Finance people sell insurance against things. It is an economic idea called “hedging”. If it would hurt your business if the Euro were to go down, you buy insurance contracts against that happening.
These are not insurance contracts you are used to, these are insurance contracts that are written generically, called derivatives. You can buy as many as you want, you can sell them back. The value of them changes minute to minute on the exchanges. People make fortunes buying these currency derivatives when, for example, early in the day people think the euro is safe and the insurance is cheap, then later in the day, people worry that the euro may fail and the costs of the currency derivative skyrockets.

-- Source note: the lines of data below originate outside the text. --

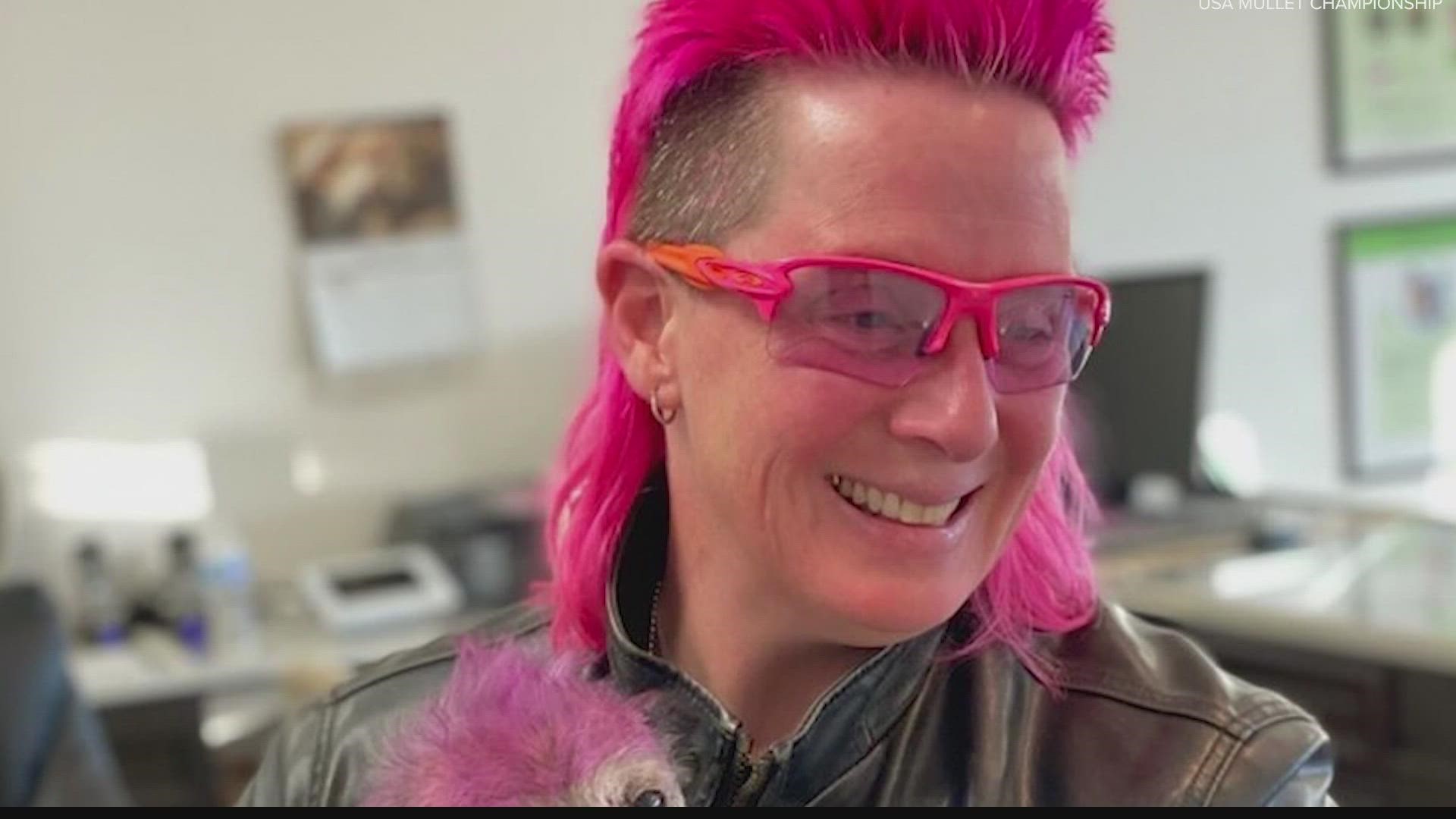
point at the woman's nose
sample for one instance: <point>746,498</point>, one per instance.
<point>951,404</point>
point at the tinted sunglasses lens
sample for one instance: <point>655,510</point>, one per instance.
<point>1044,335</point>
<point>861,322</point>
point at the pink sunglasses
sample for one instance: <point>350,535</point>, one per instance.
<point>880,321</point>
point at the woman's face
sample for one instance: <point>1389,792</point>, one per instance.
<point>921,171</point>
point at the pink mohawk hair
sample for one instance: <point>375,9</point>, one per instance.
<point>1047,47</point>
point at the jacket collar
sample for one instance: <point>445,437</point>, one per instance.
<point>842,726</point>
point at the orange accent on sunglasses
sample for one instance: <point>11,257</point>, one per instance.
<point>683,261</point>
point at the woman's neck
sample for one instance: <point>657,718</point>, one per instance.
<point>745,651</point>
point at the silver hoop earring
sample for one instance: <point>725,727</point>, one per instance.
<point>657,411</point>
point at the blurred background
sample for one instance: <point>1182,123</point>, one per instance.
<point>296,300</point>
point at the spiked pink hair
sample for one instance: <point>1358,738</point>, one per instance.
<point>1047,47</point>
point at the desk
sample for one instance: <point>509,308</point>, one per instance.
<point>1357,624</point>
<point>169,711</point>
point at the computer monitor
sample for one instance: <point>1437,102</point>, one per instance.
<point>1136,404</point>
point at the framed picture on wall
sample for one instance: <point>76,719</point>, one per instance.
<point>1391,86</point>
<point>1397,324</point>
<point>384,261</point>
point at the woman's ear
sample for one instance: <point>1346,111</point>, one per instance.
<point>641,315</point>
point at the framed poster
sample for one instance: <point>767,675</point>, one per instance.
<point>1391,85</point>
<point>386,275</point>
<point>1397,321</point>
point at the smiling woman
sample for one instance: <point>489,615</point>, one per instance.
<point>820,504</point>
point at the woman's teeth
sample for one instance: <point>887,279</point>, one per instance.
<point>890,504</point>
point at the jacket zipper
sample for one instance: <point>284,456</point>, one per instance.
<point>746,780</point>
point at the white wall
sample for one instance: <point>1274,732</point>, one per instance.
<point>145,238</point>
<point>1212,152</point>
<point>146,241</point>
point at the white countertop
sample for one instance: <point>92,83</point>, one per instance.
<point>1388,596</point>
<point>152,665</point>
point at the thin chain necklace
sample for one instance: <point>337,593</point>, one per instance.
<point>654,639</point>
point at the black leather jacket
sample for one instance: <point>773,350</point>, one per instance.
<point>1144,717</point>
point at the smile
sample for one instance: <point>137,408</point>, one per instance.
<point>890,506</point>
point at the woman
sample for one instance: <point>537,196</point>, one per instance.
<point>820,502</point>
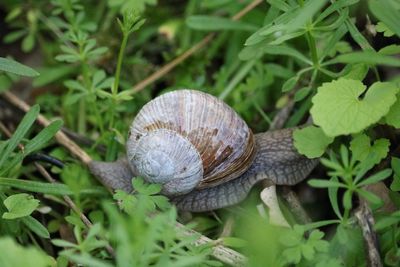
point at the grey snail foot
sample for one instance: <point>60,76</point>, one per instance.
<point>276,160</point>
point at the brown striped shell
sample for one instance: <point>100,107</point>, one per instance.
<point>187,139</point>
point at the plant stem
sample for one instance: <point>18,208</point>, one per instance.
<point>119,64</point>
<point>117,77</point>
<point>313,47</point>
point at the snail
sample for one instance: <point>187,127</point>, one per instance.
<point>202,153</point>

Over time, these derivatives markets have evolved into huge betting pools. In fact, some financial institutions play with their books to use these derivatives contracts as collateral so they can borrow money to buy more insurance contracts to make bigger bets.
This is what happened to the US economy when the banks all failed in 2008, they had been betting on mortgages.
The currency derivatives securities market has a theoretical value of $3.27 trillion. If the Euro fails completely, that market falls apart overnight, causing most big European financial firms who have been trading in those things to fail, immediately, and some US firms who have been playing with them as well. 3.27 trillion is more than the yearly GDP of Germany.
Sorry, getting to be a long story. But their banks all fail. Any US banks holding their securities fail. The US Government has to step and bail out our banks again which are exposed, and help them bail out their banks.
Their business can’t afford to buy anything from America for awhile, and anything they have bought from the US they have been paying for on credit, they stop paying their bills, and the American company pretty much has to write it off as a loss.